Still, Roskos thought teen books weren't as prestigious as the literary works he aspired to write, even though young-adult fiction is outpacing other genres, up 17 percent from last year, due mainly to the success of The Hunger Games series, according to Jim Milliot, a spokesman for Publishers Weekly.

In a weird way, that was the problem.

"Popularity to me has always meant lack of artistic value," said Roskos, who is married and has a 3-year-old son.

So, while Dr. Bird's Advice for Sad Poets sat in a drawer, Roskos wrote a satire of the Mayan end-of-the-world calendar and collected 200 agent rejections.

Then in the summer of 2011, he reread Dr. Bird and was struck by how good it was. "I felt like an idiot," he said.

He recalled what Quick had told him - that just because you publish a teen book doesn't mean you can't write adult books too. He easily found an agent and publisher. Then he sent an e-mail to Quick to let him know the good news. It was their first contact in months, he said, and "it was awkward."

But in December 2011, they met for breakfast at the Silver Diner in Cherry Hill and three hours later were buddies again. Over plates of eggs and toast, they realized they had made the same mistake as some of their characters - feeling no one understood what they were going through but not wanting to admit their vulnerability.

Reflecting later on that insight, Roskos marveled: "It's right there in my book, in all of his books."

Today, Quick says, he often talks publicly about mental-health issues, including his own, to raise awareness, "but back then it was not something that I talked about openly."

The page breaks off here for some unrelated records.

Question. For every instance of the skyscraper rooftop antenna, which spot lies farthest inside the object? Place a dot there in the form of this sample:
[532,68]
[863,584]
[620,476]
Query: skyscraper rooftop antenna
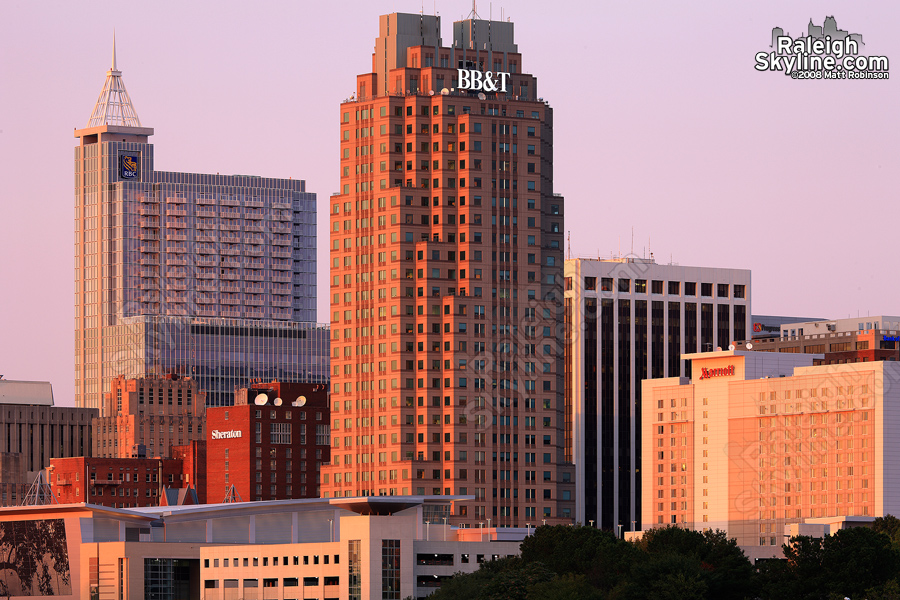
[114,105]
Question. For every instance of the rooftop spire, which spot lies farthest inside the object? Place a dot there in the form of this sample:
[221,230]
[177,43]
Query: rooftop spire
[114,105]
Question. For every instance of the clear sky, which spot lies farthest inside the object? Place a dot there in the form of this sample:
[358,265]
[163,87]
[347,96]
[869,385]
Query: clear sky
[661,125]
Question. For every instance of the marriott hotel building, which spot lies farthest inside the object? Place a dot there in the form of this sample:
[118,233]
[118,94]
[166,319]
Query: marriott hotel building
[446,279]
[627,320]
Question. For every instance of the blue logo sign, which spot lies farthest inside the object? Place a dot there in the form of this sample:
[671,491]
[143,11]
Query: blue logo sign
[129,165]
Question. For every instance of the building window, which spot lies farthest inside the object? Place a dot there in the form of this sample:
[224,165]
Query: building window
[390,569]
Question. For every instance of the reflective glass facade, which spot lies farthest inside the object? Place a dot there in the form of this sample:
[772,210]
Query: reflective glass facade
[220,354]
[185,246]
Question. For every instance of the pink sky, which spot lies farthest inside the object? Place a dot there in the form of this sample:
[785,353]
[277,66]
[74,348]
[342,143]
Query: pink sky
[661,124]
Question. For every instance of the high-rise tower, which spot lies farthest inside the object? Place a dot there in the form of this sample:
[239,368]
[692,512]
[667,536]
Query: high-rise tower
[446,279]
[209,276]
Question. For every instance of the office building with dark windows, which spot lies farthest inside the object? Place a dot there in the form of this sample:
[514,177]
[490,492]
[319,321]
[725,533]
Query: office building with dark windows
[446,279]
[33,431]
[203,275]
[627,320]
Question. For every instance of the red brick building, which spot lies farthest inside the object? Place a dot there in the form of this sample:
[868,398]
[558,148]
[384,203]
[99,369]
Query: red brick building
[128,482]
[271,447]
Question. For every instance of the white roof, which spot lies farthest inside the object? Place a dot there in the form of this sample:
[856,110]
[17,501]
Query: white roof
[26,392]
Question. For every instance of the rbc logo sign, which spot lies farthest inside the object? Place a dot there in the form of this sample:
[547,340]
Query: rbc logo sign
[129,166]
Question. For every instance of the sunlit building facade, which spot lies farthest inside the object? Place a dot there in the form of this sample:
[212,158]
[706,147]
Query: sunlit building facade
[159,255]
[755,441]
[626,320]
[446,280]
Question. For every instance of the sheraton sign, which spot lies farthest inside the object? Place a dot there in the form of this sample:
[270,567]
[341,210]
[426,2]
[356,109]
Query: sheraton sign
[489,81]
[722,372]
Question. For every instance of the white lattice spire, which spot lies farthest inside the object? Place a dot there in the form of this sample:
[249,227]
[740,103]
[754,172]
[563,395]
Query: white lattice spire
[114,105]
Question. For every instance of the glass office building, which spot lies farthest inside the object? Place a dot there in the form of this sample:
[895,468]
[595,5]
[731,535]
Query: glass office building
[160,256]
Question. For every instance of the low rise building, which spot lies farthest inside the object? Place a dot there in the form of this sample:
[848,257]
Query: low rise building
[129,482]
[155,412]
[272,448]
[32,431]
[756,442]
[365,548]
[840,341]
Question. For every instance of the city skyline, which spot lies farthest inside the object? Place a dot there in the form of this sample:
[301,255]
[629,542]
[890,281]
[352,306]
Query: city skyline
[684,110]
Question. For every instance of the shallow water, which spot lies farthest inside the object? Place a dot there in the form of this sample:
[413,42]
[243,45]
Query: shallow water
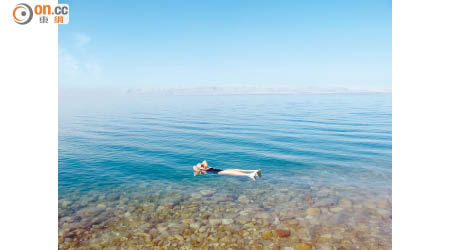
[125,172]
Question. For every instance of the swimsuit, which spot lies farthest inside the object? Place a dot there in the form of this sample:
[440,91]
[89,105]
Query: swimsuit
[213,170]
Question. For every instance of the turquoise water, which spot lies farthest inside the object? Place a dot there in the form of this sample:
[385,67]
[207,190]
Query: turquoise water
[127,161]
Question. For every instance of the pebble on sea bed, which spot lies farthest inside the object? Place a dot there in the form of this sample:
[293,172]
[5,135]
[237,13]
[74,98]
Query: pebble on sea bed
[283,233]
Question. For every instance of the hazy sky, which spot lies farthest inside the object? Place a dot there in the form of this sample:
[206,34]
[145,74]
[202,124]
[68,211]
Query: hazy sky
[207,43]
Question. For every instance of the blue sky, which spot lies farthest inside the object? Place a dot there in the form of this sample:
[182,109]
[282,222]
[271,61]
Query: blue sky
[219,43]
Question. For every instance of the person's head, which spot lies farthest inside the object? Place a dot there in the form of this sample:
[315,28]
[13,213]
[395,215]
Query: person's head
[197,167]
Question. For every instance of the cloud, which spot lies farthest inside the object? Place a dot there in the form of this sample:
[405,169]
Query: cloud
[77,66]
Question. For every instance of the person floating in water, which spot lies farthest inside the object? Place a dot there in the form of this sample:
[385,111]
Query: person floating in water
[203,168]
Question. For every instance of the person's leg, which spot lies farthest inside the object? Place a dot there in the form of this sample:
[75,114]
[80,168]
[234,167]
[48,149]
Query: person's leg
[243,170]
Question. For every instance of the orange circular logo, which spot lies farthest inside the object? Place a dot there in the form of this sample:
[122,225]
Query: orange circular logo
[22,13]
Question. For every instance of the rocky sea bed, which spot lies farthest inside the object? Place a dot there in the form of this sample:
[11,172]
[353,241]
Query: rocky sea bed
[232,215]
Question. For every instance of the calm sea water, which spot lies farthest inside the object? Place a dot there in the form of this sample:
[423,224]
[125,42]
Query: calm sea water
[300,142]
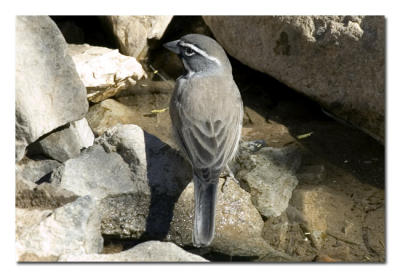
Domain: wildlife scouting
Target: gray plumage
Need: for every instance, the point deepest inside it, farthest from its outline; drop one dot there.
(206, 112)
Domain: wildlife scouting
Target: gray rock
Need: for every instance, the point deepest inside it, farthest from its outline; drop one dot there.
(109, 113)
(44, 196)
(150, 251)
(132, 32)
(49, 92)
(136, 177)
(338, 61)
(238, 225)
(35, 170)
(269, 175)
(328, 213)
(96, 173)
(73, 228)
(65, 143)
(104, 71)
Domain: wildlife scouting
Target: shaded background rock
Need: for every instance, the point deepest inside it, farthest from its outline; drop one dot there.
(348, 165)
(133, 32)
(338, 61)
(65, 142)
(49, 92)
(269, 175)
(35, 170)
(73, 228)
(104, 71)
(151, 251)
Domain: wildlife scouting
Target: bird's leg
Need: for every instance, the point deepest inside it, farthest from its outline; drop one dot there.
(229, 176)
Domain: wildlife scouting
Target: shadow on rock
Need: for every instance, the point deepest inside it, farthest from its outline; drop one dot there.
(168, 175)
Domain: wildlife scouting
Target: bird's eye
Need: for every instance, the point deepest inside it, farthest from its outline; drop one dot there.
(189, 51)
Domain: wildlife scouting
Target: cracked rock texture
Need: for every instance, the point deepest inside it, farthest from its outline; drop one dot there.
(72, 228)
(104, 71)
(64, 143)
(150, 251)
(49, 92)
(132, 32)
(268, 174)
(338, 61)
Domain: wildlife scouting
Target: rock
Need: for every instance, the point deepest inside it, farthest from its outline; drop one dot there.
(136, 177)
(150, 251)
(328, 214)
(104, 71)
(49, 92)
(107, 114)
(36, 171)
(312, 174)
(98, 174)
(375, 232)
(269, 175)
(140, 184)
(132, 32)
(73, 228)
(238, 225)
(66, 142)
(338, 61)
(284, 233)
(44, 196)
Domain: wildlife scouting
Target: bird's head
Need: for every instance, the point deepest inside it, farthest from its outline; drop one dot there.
(200, 54)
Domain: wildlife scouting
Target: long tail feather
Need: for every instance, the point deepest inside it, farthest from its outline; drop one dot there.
(205, 194)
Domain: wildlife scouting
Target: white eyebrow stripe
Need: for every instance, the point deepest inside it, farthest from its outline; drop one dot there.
(201, 52)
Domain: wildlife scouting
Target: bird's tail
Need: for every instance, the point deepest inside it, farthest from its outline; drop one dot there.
(205, 194)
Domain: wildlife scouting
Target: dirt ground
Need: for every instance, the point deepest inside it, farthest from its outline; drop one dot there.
(343, 169)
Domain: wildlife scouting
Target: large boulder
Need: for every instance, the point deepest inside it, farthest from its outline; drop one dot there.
(141, 185)
(338, 61)
(104, 71)
(49, 92)
(150, 251)
(268, 174)
(45, 234)
(132, 32)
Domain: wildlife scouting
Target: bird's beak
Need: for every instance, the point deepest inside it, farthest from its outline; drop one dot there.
(172, 46)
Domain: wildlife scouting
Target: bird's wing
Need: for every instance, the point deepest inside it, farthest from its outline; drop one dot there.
(209, 136)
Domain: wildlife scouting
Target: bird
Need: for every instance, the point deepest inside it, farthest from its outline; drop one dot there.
(206, 111)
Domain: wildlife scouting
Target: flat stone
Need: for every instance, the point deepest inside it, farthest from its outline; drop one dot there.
(104, 71)
(269, 175)
(150, 251)
(49, 92)
(72, 228)
(132, 32)
(338, 61)
(65, 143)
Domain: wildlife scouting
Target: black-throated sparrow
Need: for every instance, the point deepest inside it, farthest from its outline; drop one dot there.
(206, 112)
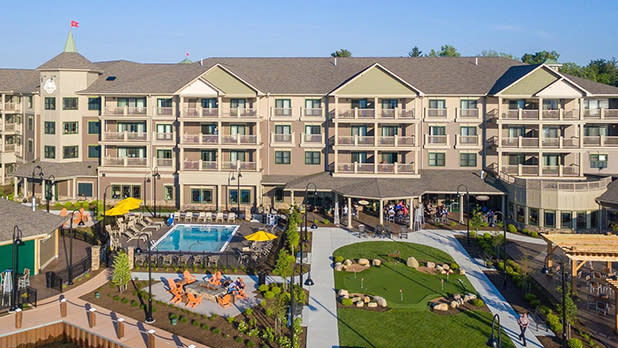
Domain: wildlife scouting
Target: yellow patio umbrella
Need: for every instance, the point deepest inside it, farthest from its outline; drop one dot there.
(260, 236)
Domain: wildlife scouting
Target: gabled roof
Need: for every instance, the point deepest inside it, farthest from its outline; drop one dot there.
(68, 60)
(19, 80)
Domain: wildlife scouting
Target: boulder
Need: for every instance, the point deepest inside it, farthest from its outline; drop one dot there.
(443, 307)
(412, 262)
(381, 301)
(363, 262)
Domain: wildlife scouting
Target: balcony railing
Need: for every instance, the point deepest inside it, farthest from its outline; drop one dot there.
(125, 161)
(437, 113)
(357, 140)
(125, 110)
(125, 136)
(600, 141)
(396, 140)
(601, 114)
(375, 168)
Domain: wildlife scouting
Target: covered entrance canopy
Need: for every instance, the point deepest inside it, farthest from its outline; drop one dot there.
(385, 189)
(581, 248)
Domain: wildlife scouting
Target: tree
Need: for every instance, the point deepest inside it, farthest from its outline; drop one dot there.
(122, 273)
(341, 53)
(540, 57)
(416, 52)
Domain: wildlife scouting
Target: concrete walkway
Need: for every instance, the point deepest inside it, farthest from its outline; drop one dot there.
(322, 315)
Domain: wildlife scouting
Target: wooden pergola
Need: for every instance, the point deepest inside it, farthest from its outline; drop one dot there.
(581, 248)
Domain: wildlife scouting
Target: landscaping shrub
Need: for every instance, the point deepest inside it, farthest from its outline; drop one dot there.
(347, 302)
(574, 343)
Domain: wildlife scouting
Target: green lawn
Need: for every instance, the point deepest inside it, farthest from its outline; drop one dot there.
(409, 323)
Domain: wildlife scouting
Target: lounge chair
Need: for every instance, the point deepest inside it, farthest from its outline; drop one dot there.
(219, 217)
(192, 300)
(231, 217)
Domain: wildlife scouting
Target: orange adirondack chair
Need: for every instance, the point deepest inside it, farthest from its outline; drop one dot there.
(192, 300)
(225, 301)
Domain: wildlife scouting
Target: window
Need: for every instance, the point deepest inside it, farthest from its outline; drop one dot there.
(94, 151)
(245, 196)
(437, 104)
(207, 103)
(50, 127)
(84, 189)
(282, 157)
(94, 127)
(566, 219)
(168, 192)
(533, 216)
(50, 103)
(549, 218)
(70, 151)
(49, 151)
(278, 194)
(467, 160)
(126, 191)
(201, 195)
(436, 159)
(312, 157)
(467, 104)
(598, 161)
(69, 127)
(69, 103)
(94, 103)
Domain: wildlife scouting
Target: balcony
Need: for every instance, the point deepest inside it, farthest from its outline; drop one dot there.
(436, 141)
(396, 140)
(355, 140)
(125, 136)
(375, 168)
(125, 162)
(125, 111)
(467, 141)
(312, 140)
(601, 114)
(436, 114)
(282, 139)
(600, 141)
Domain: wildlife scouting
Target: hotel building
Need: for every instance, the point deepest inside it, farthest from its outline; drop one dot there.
(255, 131)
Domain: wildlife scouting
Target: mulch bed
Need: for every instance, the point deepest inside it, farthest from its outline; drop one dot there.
(213, 331)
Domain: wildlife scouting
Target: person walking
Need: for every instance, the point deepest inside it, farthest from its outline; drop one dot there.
(523, 325)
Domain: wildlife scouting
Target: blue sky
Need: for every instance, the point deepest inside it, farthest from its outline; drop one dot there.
(162, 31)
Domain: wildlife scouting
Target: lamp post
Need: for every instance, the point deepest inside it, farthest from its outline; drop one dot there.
(309, 281)
(17, 241)
(464, 210)
(492, 342)
(40, 174)
(149, 318)
(71, 246)
(155, 176)
(48, 188)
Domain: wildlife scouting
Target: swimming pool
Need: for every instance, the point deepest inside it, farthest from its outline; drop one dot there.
(196, 238)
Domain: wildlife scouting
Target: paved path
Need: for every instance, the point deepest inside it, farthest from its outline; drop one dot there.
(321, 318)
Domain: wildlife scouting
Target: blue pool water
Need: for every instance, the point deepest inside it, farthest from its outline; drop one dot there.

Since they have reconciled, the two friends stay in close contact. Quick said he is delighted with Roskos' success.

"Whenever anyone has a success I'm happy for them, especially Evan, who worked so hard," he said. "I was proud of him."

In the book, which has gotten positive reviews and a blurb from Quick, he recognized some of their early conversations, Quick said, "but it's Evan to the core. It's authentic. . . . He brought a great book into the world."

Roskos knows that Dr. Bird won't reach the red-carpet highs of Quick's Hollywood-fueled success, and that's OK. Getting his book published isn't a silver lining, but a victory.

"We went through something more important than writing a book together," Roskos said. "Our friendship came apart and came together stronger than it was. It's important to me that he and I got through that."